Throughout Finland, clusters of heritage-protected wooden houses provide a peak into early 20th century Finnish working class life. Typically built during the first three decades of the 1900s to house the city’s growing working class, these areas can be identified by the addition of puu (wood in Finnish) to the district name.
Today, most are highly sought after residential areas, often for artists, writers, and musicians. In this post I give a little insight into three main areas within Helsinki which can be reached by tram or walking from the center.
Most of the wooden houses in this area were built in the 1920s, with the communal style courtyard gardens designed by Martti Välikangas famous as the first example of the Garden City Movement. While there is some variety in housing colour, most are a striking red ochre. This suburb can be reached by tram 1 or a 70 minute walk from the central railway station.
An older and more dense area can be found in Vallila. Renovated in the 1980s the area has several beautiful tree lined streets and a park nestled under a rocky hill- a favourite spot for sunbathing in summer. The local pub Pikku Vallila is a charming place to stop for a drink and in summer there’s a popular flea market on Aleksis Kiven Katu every Sunday.
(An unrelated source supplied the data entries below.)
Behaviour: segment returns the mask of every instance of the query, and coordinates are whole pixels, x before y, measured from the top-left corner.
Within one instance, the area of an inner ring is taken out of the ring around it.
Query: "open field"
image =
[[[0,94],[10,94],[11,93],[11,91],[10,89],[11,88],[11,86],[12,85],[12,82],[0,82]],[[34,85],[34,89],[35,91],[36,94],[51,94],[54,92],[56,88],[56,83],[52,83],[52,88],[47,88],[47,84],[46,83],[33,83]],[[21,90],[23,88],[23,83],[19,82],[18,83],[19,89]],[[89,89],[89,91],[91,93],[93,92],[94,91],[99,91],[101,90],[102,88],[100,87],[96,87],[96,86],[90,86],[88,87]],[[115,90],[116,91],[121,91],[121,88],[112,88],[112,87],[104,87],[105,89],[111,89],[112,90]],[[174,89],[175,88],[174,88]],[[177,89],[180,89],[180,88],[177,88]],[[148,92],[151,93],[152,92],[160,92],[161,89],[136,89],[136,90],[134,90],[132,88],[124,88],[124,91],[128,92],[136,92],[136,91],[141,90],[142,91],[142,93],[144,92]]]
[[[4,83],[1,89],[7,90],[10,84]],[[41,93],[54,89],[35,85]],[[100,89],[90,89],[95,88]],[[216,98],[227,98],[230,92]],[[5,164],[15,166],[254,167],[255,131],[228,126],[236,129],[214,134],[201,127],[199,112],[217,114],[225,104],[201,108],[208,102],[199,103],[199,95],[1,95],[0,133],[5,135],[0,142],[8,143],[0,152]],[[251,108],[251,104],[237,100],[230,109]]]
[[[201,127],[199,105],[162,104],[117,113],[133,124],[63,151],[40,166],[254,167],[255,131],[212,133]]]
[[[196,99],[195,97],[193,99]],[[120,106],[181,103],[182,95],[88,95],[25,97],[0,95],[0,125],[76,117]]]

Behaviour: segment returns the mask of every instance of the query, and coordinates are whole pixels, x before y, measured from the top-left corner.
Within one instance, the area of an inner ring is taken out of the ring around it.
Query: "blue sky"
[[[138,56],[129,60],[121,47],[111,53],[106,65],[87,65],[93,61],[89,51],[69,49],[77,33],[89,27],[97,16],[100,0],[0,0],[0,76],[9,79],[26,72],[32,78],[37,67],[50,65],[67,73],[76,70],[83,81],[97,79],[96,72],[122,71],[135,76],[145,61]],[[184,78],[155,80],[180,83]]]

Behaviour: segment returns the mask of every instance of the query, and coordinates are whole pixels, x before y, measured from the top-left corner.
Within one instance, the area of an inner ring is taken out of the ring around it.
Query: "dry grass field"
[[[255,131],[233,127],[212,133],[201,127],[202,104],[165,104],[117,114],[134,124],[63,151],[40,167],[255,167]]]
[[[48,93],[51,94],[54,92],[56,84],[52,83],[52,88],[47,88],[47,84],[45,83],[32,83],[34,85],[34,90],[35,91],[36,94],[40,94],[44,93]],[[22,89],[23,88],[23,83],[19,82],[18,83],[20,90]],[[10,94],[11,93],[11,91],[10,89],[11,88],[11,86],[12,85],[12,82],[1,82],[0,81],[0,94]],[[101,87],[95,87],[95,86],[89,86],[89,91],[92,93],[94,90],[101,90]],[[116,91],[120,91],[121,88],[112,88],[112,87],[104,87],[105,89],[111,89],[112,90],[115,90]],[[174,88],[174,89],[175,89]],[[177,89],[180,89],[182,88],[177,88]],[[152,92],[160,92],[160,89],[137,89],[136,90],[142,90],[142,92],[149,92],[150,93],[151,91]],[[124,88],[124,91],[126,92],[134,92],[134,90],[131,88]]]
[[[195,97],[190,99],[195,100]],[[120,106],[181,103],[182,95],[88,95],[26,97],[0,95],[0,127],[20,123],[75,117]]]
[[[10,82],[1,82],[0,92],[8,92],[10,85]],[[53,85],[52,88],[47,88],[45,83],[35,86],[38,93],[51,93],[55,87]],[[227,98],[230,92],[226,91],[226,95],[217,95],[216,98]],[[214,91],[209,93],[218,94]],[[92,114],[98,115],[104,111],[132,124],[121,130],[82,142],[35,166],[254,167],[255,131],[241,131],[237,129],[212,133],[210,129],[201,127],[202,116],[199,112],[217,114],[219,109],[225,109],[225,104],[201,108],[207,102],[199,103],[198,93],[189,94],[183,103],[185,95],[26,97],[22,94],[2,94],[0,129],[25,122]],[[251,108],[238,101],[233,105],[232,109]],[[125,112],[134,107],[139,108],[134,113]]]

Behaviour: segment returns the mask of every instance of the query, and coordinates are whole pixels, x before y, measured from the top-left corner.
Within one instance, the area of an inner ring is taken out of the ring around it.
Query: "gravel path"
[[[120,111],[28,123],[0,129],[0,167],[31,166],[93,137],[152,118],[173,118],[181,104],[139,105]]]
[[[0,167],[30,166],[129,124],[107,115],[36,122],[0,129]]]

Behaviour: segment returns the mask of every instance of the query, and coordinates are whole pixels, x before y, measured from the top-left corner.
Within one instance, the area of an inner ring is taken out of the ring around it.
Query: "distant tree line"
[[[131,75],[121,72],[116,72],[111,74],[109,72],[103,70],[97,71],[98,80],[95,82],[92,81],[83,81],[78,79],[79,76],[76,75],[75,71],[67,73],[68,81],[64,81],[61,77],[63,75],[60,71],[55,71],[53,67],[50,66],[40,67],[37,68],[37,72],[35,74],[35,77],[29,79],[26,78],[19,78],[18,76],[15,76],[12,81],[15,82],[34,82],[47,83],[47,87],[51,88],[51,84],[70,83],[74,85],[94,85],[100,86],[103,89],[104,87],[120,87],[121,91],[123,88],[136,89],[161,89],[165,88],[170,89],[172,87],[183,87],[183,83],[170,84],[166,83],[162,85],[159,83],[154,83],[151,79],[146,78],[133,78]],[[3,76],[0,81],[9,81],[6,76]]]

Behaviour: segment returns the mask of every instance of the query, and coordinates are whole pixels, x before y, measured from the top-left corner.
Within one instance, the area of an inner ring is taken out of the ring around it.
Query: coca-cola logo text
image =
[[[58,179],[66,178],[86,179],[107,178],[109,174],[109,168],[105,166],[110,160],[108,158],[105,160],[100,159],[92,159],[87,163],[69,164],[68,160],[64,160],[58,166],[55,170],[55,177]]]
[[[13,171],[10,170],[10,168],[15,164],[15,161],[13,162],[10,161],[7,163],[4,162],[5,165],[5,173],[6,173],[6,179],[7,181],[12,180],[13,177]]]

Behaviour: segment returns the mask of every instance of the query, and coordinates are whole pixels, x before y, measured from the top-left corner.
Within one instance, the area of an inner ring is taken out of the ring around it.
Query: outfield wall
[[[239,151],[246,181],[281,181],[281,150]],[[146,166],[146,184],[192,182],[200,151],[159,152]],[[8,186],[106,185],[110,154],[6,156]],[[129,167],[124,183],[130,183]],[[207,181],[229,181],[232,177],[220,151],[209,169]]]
Tram 1 will take you to Vallila, or it’s a 40 minute walk from the central railway station.
My favourite street in all of Helsinki is located in this suburb. With rows of variously coloured old wooden houses, star lights in the streets at night and huge sunflowers by the side of the road in summer, it’s hard not to love Limingantie. There’s also a large allotment garden, built in 1927 and tree lined bike and walking paths through Kumpulanlaakso City Park. A popular outdoor public swimming pool built for Olympic training in the 1950’s is open during summer and in winter the area an ice rink. You can reach Kumpula by tram 8 or 6 or by an hour walk from the central railway station.